Here’s One for the Gipper

Reagan’s Startling Prediction Is Closer Than Ever To Becoming True

By Randy DeSoto June 11, 2015 Via Western Journalism

(So true. – LS)

Ronald Reagan once famously observed that “Freedom is never more than one generation away from extinction. We didn’t pass it on to our children in the bloodstream. The only way they can inherit the freedom we have known is if we fight for it, protect it, defend it, and then hand it to them with the well-taught lessons about how they, in their lifetime, must do the same.

“If you and I don’t do this, then you and I may well spend our sunset years telling our children and our children’s children what it once was like in America when men were free.”

Many fear in our day that we face the prospect of freedom being lost simply due to a lack of knowledge in how we gained it. Thousands of years ago, Moses shared the same concern for his fledgling nation and instructed the people to “lay up these words of mine in your heart and in your soul, and bind them as a sign on your hand [and your forehead]. You shall teach them to your children, speaking of them when you sit in your house, when you walk by the way, when you lie down, and when you rise up.”

History tells us that the citizens of ancient Israel eventually forget the source of their laws and their history, and suffered civil war and eventual conquest.
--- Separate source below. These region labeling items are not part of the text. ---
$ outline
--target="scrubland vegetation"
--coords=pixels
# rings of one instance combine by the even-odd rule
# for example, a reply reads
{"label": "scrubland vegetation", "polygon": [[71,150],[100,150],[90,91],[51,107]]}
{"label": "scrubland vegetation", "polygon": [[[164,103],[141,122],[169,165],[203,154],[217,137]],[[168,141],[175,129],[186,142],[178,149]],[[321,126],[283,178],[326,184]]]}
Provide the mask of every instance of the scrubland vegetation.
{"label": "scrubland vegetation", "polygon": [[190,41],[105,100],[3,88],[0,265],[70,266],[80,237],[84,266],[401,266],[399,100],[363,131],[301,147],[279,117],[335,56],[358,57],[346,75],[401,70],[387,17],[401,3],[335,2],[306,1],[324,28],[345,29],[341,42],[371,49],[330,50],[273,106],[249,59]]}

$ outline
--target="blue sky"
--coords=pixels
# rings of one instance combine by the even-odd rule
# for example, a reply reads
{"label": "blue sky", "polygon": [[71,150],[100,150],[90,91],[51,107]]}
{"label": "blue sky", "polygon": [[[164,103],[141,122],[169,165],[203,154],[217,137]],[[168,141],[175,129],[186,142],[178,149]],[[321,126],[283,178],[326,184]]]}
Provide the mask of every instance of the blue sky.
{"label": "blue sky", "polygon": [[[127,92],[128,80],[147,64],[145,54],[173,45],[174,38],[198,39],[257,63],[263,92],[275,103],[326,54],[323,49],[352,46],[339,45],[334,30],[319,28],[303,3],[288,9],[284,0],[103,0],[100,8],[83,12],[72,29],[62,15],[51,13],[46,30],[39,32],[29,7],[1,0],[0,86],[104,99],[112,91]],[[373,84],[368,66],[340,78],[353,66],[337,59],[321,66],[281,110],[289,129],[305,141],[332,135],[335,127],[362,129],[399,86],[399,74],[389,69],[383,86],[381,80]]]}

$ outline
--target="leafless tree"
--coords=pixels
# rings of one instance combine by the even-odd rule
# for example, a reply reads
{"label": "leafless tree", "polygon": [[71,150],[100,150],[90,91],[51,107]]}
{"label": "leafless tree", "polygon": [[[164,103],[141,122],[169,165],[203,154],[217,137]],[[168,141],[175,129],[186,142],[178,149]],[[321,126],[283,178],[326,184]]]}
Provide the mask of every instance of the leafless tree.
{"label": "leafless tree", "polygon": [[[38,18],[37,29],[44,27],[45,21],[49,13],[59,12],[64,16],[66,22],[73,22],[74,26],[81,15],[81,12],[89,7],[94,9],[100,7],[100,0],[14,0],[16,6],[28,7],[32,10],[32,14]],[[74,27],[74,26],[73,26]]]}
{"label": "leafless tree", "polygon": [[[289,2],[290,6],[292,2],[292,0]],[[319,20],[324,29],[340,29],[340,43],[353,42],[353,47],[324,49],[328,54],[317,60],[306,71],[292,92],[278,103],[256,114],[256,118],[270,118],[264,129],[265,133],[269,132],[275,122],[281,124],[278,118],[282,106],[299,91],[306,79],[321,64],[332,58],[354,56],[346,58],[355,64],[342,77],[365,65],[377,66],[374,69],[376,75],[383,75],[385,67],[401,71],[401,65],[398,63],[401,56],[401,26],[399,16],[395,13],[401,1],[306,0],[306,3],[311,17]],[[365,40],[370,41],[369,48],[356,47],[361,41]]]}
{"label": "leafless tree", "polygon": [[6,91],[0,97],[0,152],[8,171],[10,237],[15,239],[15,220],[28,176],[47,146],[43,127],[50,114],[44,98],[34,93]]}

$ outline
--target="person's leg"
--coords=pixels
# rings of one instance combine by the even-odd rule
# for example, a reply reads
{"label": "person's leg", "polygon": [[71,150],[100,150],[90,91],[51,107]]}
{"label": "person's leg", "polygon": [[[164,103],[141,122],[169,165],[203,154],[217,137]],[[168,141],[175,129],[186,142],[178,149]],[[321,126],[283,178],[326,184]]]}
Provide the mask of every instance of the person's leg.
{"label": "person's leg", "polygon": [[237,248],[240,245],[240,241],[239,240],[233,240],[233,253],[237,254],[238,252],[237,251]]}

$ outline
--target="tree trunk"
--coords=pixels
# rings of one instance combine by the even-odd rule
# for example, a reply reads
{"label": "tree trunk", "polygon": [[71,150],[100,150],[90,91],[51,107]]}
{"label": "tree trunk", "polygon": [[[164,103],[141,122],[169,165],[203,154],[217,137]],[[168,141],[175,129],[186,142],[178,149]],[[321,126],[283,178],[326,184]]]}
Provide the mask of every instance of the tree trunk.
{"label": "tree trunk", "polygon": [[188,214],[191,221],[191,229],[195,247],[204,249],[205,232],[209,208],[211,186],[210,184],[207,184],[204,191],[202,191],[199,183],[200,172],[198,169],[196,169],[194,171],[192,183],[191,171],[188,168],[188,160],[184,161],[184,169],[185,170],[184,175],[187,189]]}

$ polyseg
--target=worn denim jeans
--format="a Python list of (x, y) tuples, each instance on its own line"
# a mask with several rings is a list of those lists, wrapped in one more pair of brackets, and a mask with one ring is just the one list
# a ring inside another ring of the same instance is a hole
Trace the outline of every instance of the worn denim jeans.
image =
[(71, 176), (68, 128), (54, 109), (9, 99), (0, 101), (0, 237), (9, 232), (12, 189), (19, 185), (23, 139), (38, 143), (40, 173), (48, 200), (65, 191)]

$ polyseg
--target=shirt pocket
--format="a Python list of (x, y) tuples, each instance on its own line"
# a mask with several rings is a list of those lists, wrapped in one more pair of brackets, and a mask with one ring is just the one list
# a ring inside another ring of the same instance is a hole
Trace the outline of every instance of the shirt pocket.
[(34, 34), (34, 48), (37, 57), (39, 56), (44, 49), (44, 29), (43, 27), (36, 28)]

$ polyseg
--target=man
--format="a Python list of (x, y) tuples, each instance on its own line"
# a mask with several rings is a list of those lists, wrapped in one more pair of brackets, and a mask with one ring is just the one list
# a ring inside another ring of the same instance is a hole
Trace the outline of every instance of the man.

In modern times, the United States came into existence because the British King and Parliament forgot that the American colonists were also English citizens, guaranteed all the rights of anyone born in the Mother country. Two years before he penned the Declaration of Independence, Thomas Jefferson wrote his influential essay A Summary View of the Rights of British America. In it, he argued that the Crown was failing to recognize their rights as Englishmen, dating back to the the Magna Carta.

The central message conveyed by that document (which would become the central message of the Declaration of Independence) is that even the king is under the law. Among the specific rights secured to all British citizens on the fields of Runnymede in 1215 included no taxation without representation, trial by a jury of one’s peers, and no loss of one’s liberty or property without due process of law (i.e. all the protections against arbitrary rule guaranteed by the law).

Jefferson eloquently addressed King George III in his essay, writing: “The God who gave us life gave us liberty at the same time; the hand of force may destroy, but cannot disjoin them.” The Virginian hoped the king would “quiet the minds of your subjects in British America against any apprehensions of future encroachment” of their rights.

Avi Davis, president of the American Freedom Alliance–an organization dedicated to preserving the Western ideals of liberty–observed: “Is it any wonder that the American revolutionaries in the 1770s, in claiming their rights to reject taxation without representation, regarded themselves as doing so not as Americans at all but as British citizens, whose natural rights, they claimed, had been articulated and codified in the Magna Carta?

In an interview with Western Journalism, Davis noted the contrast in the development of countries in the former British Empire–including the United States, Canada, Australia, and New Zealand– whose citizens understood their inalienable rights, versus many nations around the world who believed, and in some instances still believe, that the “king is the law.”

He agreed with Reagan that freedom and democracies are “fragile and depend on the goodwill and respect of the citizens.” Davis believes we must keep revisiting the Magna Carta and the other sources of our liberties because they are the foundation of who we are. If we fail to do so, freedom truly is a generation away from extinction.

To that end, the American Freedom Alliance is sponsoring a two-day conference in Reagan’s hometown of Los Angeles, called Magna Carta: The 800 Year Struggle for Human Liberty. The event will take place on June 14-15 (the anniversary of the signing of the Magna Carta) and feature noteworthy speakers including European Parliament member Daniel Hannan and former Australian Prime Minister John Winston Howard. There will also be various panel discussions by experts in the field on the influence of the Magna Carta in America’s founding and in democracies around the world.

On the actual anniversary of the signing, Monday, the conference will go live to Runnymede, England, via satellite link up, to join the celebration there.

One of Ronald Reagan’s close Hollywood friends, Jimmy Stewart, played the role of Jefferson Smith in the iconic film Mr. Smith Goes To Washington. In the climactic final scene of the movie, as Smith is conducting a one-man filibuster against government corruption, he said: “Great principles don’t get lost once they come to light. They’re right here. You just have to see them again.”

The 800th anniversary of the signing of the Magna Carta offers a great opportunity to see many of those great principles again so they are not lost in our generation–and those generations yet to come.

Explore posts in the same categories: Education, Freedom, Ronald Reagan

2 Comments on “Here’s One for the Gipper”

  1. Orvil's avatar Orvil Says:

    Hey, the Gipper was there at Runnymede on that fine day. But then, so was my ex-wife.

    And her mother.

    Can’t win.

  2. Tyrannovar's avatar Tyrannovar Says:

    Words of wisdom from Reagan.
    A good reminder of the importance of the Magna Carta.
    Very apropos, considering the parlous situation in the world today.
    …more history to read up on for me.